El trabajo participativo corresponde a la dimensión relacional de la persona y lleva a establecer lazos de colaboración responsable. Sin embargo, »allí, donde, debido a una visión economicista, se piensa en el ser humano en clave egoísta y en los demás como medios y no como fines, el trabajo pierde su sentido primario de continuación de la obra de Dios.. destinada a la humanidad y de la que todos puedan beneficiarse».
Por último, el trabajo solidario, para dar respuesta a los tantos hombres y mujeres que han perdido el empleo y que tienen derecho, ante todo a la cercanía y al interés de los demás. Las asociaciones como la ACLI, además de lugares de acogida y encuentro, deben preocuparse por individuar oportunidades de formación y recalificación profesional.
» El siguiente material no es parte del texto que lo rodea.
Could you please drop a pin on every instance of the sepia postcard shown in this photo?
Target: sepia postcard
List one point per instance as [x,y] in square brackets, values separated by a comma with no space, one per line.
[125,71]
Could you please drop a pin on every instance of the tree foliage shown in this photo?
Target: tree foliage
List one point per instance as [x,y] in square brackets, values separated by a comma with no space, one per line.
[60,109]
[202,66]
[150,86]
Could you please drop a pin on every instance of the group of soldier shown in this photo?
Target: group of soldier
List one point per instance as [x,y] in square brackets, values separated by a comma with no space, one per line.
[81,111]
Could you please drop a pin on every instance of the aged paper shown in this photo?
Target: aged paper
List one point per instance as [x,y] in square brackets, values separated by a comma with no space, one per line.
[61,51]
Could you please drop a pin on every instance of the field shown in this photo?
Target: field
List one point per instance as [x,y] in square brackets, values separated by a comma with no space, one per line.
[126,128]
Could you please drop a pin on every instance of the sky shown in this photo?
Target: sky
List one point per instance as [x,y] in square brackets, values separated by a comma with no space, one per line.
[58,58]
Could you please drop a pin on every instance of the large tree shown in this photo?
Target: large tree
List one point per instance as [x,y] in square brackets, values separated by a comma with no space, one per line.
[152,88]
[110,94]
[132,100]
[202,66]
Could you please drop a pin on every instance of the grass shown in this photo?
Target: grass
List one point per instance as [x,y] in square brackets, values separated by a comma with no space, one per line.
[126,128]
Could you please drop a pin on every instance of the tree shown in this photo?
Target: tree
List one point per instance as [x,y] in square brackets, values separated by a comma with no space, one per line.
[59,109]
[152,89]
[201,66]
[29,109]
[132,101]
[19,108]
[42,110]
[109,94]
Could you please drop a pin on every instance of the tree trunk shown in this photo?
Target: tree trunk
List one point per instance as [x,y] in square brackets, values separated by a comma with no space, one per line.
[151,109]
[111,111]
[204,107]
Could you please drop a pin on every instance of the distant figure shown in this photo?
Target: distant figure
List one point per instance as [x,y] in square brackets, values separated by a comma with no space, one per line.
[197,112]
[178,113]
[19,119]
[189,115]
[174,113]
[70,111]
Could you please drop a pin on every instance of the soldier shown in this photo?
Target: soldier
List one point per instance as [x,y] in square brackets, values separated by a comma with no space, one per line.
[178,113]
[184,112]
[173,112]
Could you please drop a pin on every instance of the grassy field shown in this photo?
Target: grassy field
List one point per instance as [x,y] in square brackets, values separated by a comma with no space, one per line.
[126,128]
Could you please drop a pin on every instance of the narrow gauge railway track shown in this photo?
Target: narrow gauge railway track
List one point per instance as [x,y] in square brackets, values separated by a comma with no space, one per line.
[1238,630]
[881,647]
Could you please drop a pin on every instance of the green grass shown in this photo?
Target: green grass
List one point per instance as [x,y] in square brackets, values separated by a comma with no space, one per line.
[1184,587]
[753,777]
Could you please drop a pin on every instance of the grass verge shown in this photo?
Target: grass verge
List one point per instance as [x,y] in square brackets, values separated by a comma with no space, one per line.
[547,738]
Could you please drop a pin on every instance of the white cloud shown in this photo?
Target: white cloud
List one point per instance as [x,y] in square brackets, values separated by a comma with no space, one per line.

Francisco se refirió a continuación a tres aspectos de la ACLI: la presencia fuera del país que comenzó con la emigración italiana y cuyo valor sigue siendo actual porque de nuevo muchos jóvenes dejan Italia en busca de un trabajo adecuado a su nivel de estudios. »Ayudadlos en su camino -dijo- en sus ojos podéis ver un reflejo de la mirada de vuestros padres o de vuestros abuelos que se fueron muy lejos para trabajar».
Además, la asociación está abordando el tema de la lucha contra la pobreza y el empobrecimiento de las clases medias. »La propuesta de una ayuda no sólo económica a las personas por debajo del umbral de la pobreza absoluta, que en Italia han aumentado en los últimos años, puede aportar beneficios a toda la sociedad -afirmó el Pontífice- Al mismo tiempo se debe evitar que caigan en la pobreza los que hasta hace poco vivían una vida digna. Hoy basta un nada para convertirse en pobres: la pérdida del empleo, un anciano que ya no autosuficiente, una enfermedad en la familia, incluso – pensad en la terrible paradoja – el nacimiento de un niño. Es una importante batalla cultural, la de considerar el welfare una infraestructura para el bienestar y no un costo. Podéis servir de coordinación y de motor a la »Alianza nueva contra la pobreza «, que tiene como objetivo desarrollar un plan nacional para el trabajo decente y digno».

»La inspiración cristiana y la dimensión popular -destacó al final el Papa- determinan el modo de entender y actualizar histórica triple fidelidad lealtad de las ACLI: a los trabajadores, a la democracia, a la Iglesia. Hasta el punto de que en el contexto actual, de alguna manera se puede decir que vuestras tres fidelidades históricas… se resumen en una nueva y siempre actual: la fidelidad a los pobres».